Links
Motivation
Boolean minimization remains a practical leverage point in digital design and search‑heavy tooling. The Quine–McCluskey (Q–M) procedure is exact, but naïve dense implementations become memory‑bound well before arithmetic resources are saturated. Our goal is not to change Q–M’s mathematics, but to raise operational intensity by improving spatial and temporal locality.
Baseline
We start from a dense bit‑sliced implementation (DenseQMC): ternary implicants are packed into a 3^n bitset; variables are split into a small bottom layer (h=5) and a top layer (n−5). The algorithm performs top‑merge, bottom merge+reduce, then top‑reduce. This induces many full‑table, high‑stride scans across top dimensions. Once the table exceeds cache, stall time dominates.
Approach (High‑Level)
We restructure execution to complete more related work while data is hot, reduce long strides, and minimize passes:
- CROSS‑DIM — block multiple top dimensions and process a compact 3^t working set before advancing; far fewer long traversals.
- SMOOTHING — generate short kernels for the tail dimensions (t, t−1, …, 1) so each pass remains block‑shaped.
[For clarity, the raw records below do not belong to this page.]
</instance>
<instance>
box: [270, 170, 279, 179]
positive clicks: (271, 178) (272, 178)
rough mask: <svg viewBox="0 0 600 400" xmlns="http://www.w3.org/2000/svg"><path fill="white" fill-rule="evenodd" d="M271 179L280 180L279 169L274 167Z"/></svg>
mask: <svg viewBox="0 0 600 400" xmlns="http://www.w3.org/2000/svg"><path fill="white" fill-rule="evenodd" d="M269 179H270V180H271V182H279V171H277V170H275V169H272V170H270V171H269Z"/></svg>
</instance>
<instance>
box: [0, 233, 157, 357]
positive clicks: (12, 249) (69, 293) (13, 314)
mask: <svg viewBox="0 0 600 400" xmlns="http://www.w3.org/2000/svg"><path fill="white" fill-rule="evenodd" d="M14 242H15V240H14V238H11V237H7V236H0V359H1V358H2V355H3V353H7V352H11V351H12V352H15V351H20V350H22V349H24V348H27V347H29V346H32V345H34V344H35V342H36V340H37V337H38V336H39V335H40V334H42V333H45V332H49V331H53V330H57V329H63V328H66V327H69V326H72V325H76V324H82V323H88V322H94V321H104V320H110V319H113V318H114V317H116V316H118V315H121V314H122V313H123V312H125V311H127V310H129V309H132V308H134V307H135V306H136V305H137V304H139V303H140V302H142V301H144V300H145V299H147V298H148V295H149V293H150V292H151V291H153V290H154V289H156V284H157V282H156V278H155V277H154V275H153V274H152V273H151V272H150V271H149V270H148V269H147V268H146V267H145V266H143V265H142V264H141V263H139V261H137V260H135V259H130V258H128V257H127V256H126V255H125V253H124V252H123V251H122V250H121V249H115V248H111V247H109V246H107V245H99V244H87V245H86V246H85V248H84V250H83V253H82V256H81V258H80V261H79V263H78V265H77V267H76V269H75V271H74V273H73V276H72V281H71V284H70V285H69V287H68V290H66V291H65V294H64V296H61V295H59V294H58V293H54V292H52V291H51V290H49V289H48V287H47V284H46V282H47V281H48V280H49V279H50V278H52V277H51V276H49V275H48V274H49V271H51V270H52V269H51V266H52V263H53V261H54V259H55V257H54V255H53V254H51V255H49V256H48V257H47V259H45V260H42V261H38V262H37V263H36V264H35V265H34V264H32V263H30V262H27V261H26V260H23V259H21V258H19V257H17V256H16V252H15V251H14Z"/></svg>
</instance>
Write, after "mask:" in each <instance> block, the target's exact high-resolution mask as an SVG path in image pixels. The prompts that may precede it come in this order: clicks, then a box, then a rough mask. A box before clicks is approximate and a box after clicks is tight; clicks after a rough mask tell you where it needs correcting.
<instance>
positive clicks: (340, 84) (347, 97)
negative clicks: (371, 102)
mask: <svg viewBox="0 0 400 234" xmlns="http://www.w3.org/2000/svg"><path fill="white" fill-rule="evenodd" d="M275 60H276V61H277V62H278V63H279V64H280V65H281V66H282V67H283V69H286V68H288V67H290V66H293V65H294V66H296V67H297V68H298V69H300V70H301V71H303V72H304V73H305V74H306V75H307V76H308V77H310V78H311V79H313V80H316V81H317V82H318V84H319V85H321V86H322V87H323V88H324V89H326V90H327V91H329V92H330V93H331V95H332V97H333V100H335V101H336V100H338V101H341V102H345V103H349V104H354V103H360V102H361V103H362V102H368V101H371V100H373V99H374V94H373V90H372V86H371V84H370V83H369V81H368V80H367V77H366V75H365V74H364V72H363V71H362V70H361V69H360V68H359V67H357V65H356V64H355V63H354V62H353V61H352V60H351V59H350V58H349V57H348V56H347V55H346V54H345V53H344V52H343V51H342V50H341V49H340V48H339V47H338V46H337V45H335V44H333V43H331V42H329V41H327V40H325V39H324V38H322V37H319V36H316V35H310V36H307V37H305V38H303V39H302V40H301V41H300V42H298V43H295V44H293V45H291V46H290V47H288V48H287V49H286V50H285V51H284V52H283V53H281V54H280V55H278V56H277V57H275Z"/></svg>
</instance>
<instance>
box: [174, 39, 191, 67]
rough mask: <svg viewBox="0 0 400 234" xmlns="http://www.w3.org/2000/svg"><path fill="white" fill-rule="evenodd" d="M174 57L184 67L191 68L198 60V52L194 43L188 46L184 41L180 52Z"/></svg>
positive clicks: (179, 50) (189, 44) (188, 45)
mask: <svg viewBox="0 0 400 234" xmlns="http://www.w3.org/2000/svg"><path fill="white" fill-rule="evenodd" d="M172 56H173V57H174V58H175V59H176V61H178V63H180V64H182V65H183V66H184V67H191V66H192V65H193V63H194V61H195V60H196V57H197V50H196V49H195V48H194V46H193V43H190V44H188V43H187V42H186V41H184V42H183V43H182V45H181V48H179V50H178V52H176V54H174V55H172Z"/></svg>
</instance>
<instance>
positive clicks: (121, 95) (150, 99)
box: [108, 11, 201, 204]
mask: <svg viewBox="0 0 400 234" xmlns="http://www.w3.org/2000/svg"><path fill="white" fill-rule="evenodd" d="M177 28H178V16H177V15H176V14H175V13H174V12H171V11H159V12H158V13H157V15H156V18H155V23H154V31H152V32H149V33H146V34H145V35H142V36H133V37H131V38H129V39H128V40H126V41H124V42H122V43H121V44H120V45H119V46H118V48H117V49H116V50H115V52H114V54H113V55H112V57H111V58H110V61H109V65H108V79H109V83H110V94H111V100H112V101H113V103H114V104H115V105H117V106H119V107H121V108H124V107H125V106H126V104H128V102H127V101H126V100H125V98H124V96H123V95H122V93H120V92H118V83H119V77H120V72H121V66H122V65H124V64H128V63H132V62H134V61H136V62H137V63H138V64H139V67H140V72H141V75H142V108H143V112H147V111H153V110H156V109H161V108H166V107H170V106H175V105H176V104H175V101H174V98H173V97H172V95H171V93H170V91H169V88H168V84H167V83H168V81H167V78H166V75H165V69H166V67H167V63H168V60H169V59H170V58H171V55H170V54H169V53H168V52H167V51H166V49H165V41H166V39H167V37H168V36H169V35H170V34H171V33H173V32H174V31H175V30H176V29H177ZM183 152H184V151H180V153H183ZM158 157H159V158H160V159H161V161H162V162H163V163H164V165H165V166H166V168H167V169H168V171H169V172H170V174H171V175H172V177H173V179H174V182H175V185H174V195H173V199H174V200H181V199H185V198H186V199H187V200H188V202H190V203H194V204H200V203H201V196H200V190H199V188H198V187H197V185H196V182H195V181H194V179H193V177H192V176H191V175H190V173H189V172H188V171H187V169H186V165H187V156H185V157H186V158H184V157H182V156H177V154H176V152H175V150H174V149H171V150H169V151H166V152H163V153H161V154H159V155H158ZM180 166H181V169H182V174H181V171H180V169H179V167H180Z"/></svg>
- CROSS‑LAYER — fuse bottom‑layer work with the lowest b top dimensions in one contiguous sweep, eliminating extra global passes.
- MERGE‑SKIP (conservative) — in top‑merge only, omit a redundant lower‑dim triple; keep top‑reduce complete.
- Lean bottom kernels — explicit load→compute→store structure exposes ILP; optional AVX variants are competitive once memory traffic drops.
Results (Summary)
On a Zen‑2 laptop‑class CPU with -O3 -march=native -mavx2
, the fused, smoothed, blocked variant delivers ~2.06× speedup at n≈23 relative to DenseQMC. Gains increase with n as the working set crosses L2/L3, reflecting higher locality and fewer full‑table passes.
Interpretation
- Blocked/fused schedules shift points rightward on roofline plots (more bytes reused per operation) and climb toward the compute roof for mid‑range n.
- Instruction‑level tweaks matter less than reducing long strides and doing adjacent work together.